To the extent that the government relies on the danger posed by the situation to justify the search, that reliance is misplaced. The charges against the Defendant cannot provide the basis for reasonable suspicion to conduct a protective sweep after the Defendant has been taken into custody and no longer poses a danger. See United States v. Colbert, 76 F.3d 773, 777 (6th Cir. 1996) (“[defendant’s] dangerousness is not germane to the inquiry into whether the police may conduct a protective sweep in response to a reasonable suspicion of a threat from some other person inside the home”). Likewise, generalizations about dangers posed by certain types of criminals are insufficient to support a protective sweep. United States v. Moran Vargas, 376 F.3d 112, 115-16 (2nd Cir. 2008) (finding that link between drug courier meetings and motel rooms and between drug traffickers and guns did not provide reasonable suspicion that a dangerous person was hiding in the motel room of suspected drug courier).

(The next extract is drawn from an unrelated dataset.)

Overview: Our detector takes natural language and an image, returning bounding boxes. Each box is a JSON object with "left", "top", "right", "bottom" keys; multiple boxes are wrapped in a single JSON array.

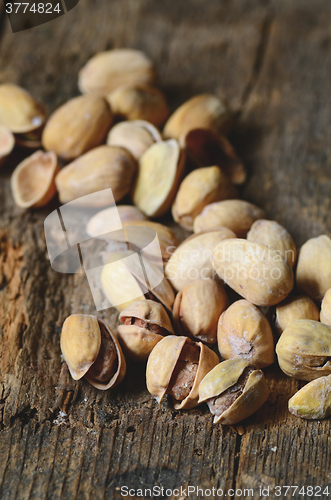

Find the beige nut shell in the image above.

The government has placed particular emphasis on the danger this arrest situation posed to the officers. The risk of danger to law enforcement at the arrest scene does not provide reasonable suspicion that a person is lurking inside the residence. Otherwise, Buie would be rendered meaningless because every potentially dangerous arrest would justify a protective sweep. Furthermore, officers’ “perceived vulnerability” does not demonstrate a specific and reasonable belief that other persons are present and pose a danger. United States v. Archibald, 589 F.3d 289, 299-300 (6th Cir. 2009). This is especially true where the danger can be avoided or mitigated. Id. (if inability to see down hallway from inside front door posed danger, prudent course of action would have been to back away, not proceed through the door).
In this case, the deputies testified that they were vulnerable to attack after the arrest as they waited for a patrol car to transport the suspect. According to Buie, a protective sweep should last “no longer than it takes to complete the arrest and depart the premises.” Buie, 494 U.S. at 335. To reduce their vulnerability to attack from inside the house, the deputies could have used their considerable force (six to eight officers armed with side arms and long arms) to provide cover while they loaded Simmons into one of their cars and departed. The evidence established that it was their choice to wait on the premises for a patrol car when they easily could have transported the Defendant from the scene themselves.